Своему фавориту Меншикову Пётр сообщал обо всём мало-мальски значительном. «О здешнем объявляю, — не преминул он отписать, — что положено с королём и с поляками, экстракт посылаю при сем... фельдтмаршал уже в Ясах. Господарь волоской с оным случился и зело оказался християнскою ревностию, чего и от мултянского вскоре без сумнения ожидаем, и сею новизною вам поздравляет».

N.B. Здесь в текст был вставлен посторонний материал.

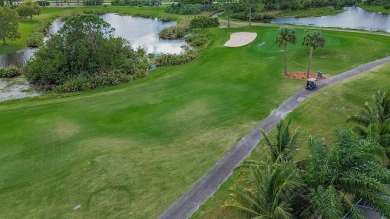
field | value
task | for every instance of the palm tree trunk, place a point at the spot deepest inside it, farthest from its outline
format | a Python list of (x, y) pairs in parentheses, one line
[(285, 59), (308, 65), (250, 14), (229, 19)]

Забота семейная не оставляла его. Сын и наследник царевич Алексей некоторое время препровождал свой путь к невесте вместе с ним. Увы, чувствовал он его отдаление, возраставшее с каждым годом. Он не вникал в дела царствования, не сострадал отцу, его интерес лежал где-то в стороне. За недосугом Пётр нередко забывал о сыне, да и тот не жаловал отца письмами. Дядья со стороны матери взяли над отроком верх и всё материнское окружение. Он пытался заняться сыном, старался держать его при себе, что при частых переездах со дня войны не всегда представлялось возможным. Но видел: сын отчуждён, а тетёшкаться Пётр не умел, суровость стала его уделом.
Однако нашлась подходящая невеста. Алексей был аккурат в том возрасте, когда матушка Наталья Кирилловна женила его, Петра, на боярской дочери Евдокии, Дуньке, девице хоть и пригожей, но угловатой, даже неотёсанной. Брак же сына представлялся Петру иным — иноземная принцесса Вольфенбюттельская была превосходно воспитана и не то что выучена — вышколена. Ему будет с ней интересно, может, она и потянет его за собой — к музыке, книгам, политесу.
Он и написал матери принцессы — герцогине Христине Луизе Брауншвейг-Вольфенбюттельской: «...получили мы вашей светлости и любви приятное писание... из которого мы с особливым удовольствием и сердечною радостию усмотрели, что до сего времени трактованное супружественное обязательство между нашим царевичем и вашей светлости принцессою дщерию, действительно к заключению и так свою исправность получило».